Dynamic T1-weighted magnetic resonance imaging and positron emission tomography in patients with lung cancer: correlating vascular physiology with glucose metabolism.

The management of primary lung cancer relies on sophisticated imaging methods to assist in the diagnosis, staging, and evaluation of tumor regression during treatment. The information provided is generally anatomical in nature, except for that provided by positron emission tomography with [18F]fluorodeoxyglucose, a modality that yields physiological data that have been shown to be useful in identifying neoplasia, based on an elevated glucose metabolic rate. Because the metabolism of malignant tissue depends intimately on neovascularization to provide oxygen and glucose in sufficient quantities to allow tumor growth, the characterization of tumor vascular physiology could be an important tool for assessing and predicting the likely effectiveness of treatment. Our goal was to show the feasibility and practical value of parameters of tumor vascular physiology obtained using dynamic T1-weighted magnetic resonance imaging (MRI), to correlate them with glucose metabolism and to demonstrate changes in these parameters during and after treatment in patients with lung cancer. Parameters of vascular physiology [permeability-surface area (PS) product and extracellular contrast agent distribution volume] and glucose metabolism were assessed in 14 patients with lung cancer. Glucose metabolism was measured by using [18F]fluorodeoxyglucose-positron emission tomography. Vascular physiology was assessed by dynamic T1-weighted, contrast-enhanced MRI. The mean PS product in tumor was 0.0015 +/- 0.0002 s(-1) (n = 13) before, 0.0023 +/- 0.0003 s(-1) (n = 3, P = 0.053) midway through, and 0.00075 +/- 0.0002 s(-1) (n = 5, P < 0.03) 2 weeks after treatment.

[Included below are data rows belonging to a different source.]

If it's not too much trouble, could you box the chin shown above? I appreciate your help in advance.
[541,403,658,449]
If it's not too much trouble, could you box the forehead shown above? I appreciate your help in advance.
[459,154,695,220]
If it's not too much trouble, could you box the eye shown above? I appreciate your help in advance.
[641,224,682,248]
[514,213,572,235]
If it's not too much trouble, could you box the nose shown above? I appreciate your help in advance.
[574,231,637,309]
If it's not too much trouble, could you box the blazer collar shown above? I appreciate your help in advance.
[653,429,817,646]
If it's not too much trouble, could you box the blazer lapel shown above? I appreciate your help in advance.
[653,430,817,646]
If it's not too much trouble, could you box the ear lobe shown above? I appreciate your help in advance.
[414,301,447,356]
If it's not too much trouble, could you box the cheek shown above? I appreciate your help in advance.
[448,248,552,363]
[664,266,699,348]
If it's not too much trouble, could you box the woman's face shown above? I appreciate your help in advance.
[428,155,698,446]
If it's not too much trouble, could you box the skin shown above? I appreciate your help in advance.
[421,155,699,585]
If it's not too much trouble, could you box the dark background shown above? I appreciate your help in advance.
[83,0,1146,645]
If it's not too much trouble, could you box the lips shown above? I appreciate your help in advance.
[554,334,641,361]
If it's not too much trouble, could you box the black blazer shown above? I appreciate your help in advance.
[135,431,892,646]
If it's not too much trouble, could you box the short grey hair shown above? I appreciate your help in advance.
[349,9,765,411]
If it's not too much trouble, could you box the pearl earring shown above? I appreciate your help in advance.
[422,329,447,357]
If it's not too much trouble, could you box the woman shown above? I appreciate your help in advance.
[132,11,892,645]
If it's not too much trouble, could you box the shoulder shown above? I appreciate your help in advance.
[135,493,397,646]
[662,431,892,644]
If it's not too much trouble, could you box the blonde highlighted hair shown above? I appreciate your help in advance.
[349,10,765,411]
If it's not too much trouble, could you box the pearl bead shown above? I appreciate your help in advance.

Values for the extracellular contrast distribution space were 0.321 +/- 0.03 before, 0.289 +/- 0.02 midway through, and 0.195 +/- 0.02 (P < 0.01) 2 weeks after therapy. The glucose metabolic rate was significantly correlated with the PS product (P < 0.01) but not with the extracellular contrast distribution space. Our results demonstrate that tumor PS product correlates with glucose metabolism, that chemo- and radiotherapy induce observable and quantifiable changes in these parameters, and that such changes can be measured by in vivo dynamic MRI. Quantitative dynamic T1-weighted MRI of tumor vascular physiology may have a useful role in the clinical management of lung cancer.